The Bhim Sena drew a large crowd at Jantar Mantar. Photo: India Today
It was natural for the non-Thakurs to charge the district administration with inertia because there is a Thakur CM (Yogi Adityanath) at the helm - presuming that the Thakurs got preferential treatment and most of the officers in the police too belong to the upper caste.
The new CM, with all good intentions to improve the sagging image of UP, needs to be cautious in handling the intricacies of this state.
The worst thing that can happen to any aggrieved party is lack of trust in the administration. Charges of being partisan and discriminatory carry some credibility. Governance must be seen to be fair and not taking any sides.
Sadly, in Saharanpur, this was not to be and the developments exceeded limits and led to the emergence of a young leader of Dalits, Chandrashekhar, in-charge of the Bhim Sena.
Young, fiery leaders do surface out of chaos and in movements which are allowed to go adrift and directionless. Taking advantage of the situation, as all "would-be leaders" do, Chandrashekhar mobilised the Dalits and held a fairly big protest demonstration at Jantar Mantar in New Delhi on May 21, leaving a profound impact for their cause.
So we see how dexterously this young man shifted his agitation to Delhi, drawing the attention of people at large. This also led to sensitising the Dalits of other regions to start a stir.
Against this backdrop, the Dalit movement has immense potential to transcend boundaries unless reined in as a serious law and order problem.
Saharanpur has a history of caste and communal violence. In 2014, Sikhs and Dalits clashed. The population comprises 53 per cent Hindus and 41 per cent Muslims and the rest are split into other sects/castes. Politicians calculate their votebank accordingly and exploit the voters.

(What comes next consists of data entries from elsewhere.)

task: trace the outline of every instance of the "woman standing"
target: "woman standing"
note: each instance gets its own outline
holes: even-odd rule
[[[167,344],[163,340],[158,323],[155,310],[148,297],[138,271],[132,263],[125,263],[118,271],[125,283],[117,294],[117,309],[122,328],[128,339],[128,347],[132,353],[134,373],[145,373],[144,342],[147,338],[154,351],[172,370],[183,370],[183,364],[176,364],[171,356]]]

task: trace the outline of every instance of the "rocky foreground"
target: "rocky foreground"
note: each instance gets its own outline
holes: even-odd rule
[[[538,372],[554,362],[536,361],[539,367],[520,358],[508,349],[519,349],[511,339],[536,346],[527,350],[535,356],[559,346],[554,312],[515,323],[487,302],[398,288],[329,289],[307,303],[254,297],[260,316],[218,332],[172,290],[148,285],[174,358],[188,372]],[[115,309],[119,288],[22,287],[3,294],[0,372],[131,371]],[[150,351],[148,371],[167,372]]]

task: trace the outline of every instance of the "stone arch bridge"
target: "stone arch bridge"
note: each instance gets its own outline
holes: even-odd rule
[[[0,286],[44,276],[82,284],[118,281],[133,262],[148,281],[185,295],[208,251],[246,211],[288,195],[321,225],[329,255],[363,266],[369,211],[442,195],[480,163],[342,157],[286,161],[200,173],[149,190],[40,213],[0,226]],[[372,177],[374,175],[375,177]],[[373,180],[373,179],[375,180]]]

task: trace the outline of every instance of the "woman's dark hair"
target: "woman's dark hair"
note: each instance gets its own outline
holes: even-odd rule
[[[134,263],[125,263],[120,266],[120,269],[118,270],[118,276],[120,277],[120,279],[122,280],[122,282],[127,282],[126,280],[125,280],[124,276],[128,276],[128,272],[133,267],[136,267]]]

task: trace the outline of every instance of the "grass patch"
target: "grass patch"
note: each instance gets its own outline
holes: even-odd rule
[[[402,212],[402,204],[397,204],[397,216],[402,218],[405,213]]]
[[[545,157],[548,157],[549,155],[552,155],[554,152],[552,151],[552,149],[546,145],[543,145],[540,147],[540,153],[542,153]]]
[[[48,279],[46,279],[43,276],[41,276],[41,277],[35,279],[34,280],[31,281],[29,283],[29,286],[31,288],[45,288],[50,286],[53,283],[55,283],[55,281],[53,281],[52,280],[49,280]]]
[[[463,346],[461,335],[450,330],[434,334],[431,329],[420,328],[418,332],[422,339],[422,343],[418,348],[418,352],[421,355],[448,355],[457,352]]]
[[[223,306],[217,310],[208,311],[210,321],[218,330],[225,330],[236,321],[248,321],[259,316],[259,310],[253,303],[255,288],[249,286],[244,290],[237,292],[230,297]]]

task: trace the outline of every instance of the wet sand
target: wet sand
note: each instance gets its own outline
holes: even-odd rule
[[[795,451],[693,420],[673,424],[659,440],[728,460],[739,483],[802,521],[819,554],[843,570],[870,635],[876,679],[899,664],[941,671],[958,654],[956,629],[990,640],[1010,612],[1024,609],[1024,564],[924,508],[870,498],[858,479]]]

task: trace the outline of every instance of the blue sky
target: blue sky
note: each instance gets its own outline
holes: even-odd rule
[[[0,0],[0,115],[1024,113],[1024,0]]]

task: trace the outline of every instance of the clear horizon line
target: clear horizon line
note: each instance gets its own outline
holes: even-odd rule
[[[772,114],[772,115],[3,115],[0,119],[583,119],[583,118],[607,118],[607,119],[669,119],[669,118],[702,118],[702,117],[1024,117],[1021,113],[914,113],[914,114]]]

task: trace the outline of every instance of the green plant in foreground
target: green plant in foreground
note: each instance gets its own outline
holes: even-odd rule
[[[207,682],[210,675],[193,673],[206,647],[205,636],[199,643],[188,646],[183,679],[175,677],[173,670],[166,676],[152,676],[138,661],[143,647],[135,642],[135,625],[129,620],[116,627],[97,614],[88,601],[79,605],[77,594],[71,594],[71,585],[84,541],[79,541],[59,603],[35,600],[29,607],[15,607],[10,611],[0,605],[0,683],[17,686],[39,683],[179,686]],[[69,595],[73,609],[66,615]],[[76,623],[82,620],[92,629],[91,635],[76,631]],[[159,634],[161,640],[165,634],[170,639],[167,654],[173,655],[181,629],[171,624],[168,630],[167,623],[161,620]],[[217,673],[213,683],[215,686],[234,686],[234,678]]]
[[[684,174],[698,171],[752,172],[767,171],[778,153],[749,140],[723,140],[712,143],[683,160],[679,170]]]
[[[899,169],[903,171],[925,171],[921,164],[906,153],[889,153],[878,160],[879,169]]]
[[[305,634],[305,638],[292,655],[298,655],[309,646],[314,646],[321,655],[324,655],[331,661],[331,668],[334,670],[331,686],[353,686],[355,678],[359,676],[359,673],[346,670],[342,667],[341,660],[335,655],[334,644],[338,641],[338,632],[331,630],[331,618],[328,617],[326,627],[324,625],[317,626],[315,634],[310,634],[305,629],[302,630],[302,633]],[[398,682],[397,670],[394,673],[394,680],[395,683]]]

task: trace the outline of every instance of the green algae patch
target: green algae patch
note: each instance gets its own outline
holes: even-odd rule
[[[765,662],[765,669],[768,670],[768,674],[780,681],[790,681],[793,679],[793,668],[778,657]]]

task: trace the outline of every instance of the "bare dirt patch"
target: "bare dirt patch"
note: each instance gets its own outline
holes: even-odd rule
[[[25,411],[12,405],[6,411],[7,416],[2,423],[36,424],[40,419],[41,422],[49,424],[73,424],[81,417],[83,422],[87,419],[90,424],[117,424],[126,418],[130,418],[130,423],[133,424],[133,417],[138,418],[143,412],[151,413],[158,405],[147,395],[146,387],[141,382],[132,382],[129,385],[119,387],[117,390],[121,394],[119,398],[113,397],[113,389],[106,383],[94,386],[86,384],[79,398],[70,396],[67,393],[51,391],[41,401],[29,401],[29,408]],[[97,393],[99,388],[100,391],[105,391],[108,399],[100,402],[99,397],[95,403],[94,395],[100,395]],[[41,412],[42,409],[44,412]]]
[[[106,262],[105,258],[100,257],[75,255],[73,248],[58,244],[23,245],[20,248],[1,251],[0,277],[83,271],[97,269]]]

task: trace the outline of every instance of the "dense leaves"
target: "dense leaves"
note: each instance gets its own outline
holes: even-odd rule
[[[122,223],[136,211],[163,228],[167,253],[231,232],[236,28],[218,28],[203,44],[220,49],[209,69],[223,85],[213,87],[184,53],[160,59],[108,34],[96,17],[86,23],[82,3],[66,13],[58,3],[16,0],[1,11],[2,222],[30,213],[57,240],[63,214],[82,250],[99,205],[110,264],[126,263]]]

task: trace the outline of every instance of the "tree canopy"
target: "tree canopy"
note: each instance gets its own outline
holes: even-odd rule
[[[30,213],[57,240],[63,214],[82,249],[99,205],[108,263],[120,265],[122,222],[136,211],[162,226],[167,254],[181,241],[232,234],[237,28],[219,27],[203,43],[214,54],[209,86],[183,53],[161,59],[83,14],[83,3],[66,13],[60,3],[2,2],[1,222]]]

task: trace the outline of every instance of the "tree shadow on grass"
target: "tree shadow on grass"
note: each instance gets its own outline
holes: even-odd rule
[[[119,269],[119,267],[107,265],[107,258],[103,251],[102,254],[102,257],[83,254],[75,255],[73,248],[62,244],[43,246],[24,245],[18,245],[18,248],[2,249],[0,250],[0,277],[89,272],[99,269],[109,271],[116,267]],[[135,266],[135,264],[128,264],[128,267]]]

This time, the names of national icons like Maharana Pratap and Dr BR Ambedkar were used to the hilt.
It's ironical that the intelligence machinery of the state didn't get a whiff of the problem initially brewing and which snowballed into a major issue which still shows no sign of dying down. What went wrong with the intelligence? It's the most crucial part of the administration.
There is a local intelligence unit and the zone office (ZO), both parts of state intelligence. Their mandate is to garner first-hand real-time intelligence and share with the district administrators for diffusing any upcoming unpleasant situation affecting peace and tranquility.
It looks like their role was abysmally unsatisfactory as the city remained tense. They could have given timely advice to the administration, that if Mayawati paid a visit to the city, things might worsen. But no such warning was given and if at all it was given, the same went unheeded, leading to relapse beyond repair. It's time intelligence apparatus is revamped to prevent further damage.
After Adityanath's advent to power, people had expected things to improve but that is not to be. A series of police officers and district magistrates have been shuffled and reshuffled but all are struggling to pacify Saharanpur.
Politically, in the meantime Dalit leader Chandrashekhar has added much glamour to his persona and is now being gradually seen as a substitute for Mayawati. With Behenji on the wane, it's likely that he will be a natural choice to fill the void.
Also, because Mayawati's erstwhile party honchos stand marginalised after BSP's debacle in the recent state elections. It's observed that Chandrashekhar enjoys tremendous outside support from universities like JNU and Hyderabad, and Saharanpur-linked developments have provided enough fillip to the Dalit movement in this part of the region.
Till such time as the dust settles down in a clearly polarised and tense Saharanpur and a lull prevails, there is need for a central body comprising the central police and intelligence officers to periodically monitor and review happenings in the city, so that things are preempted before they assume ugly proportions.
It's also possible to bring in a neutral, acceptable public figure of repute to use his or her good offices to facilitate a round table meeting of both factions for a conciliatory move to usher in peace and order.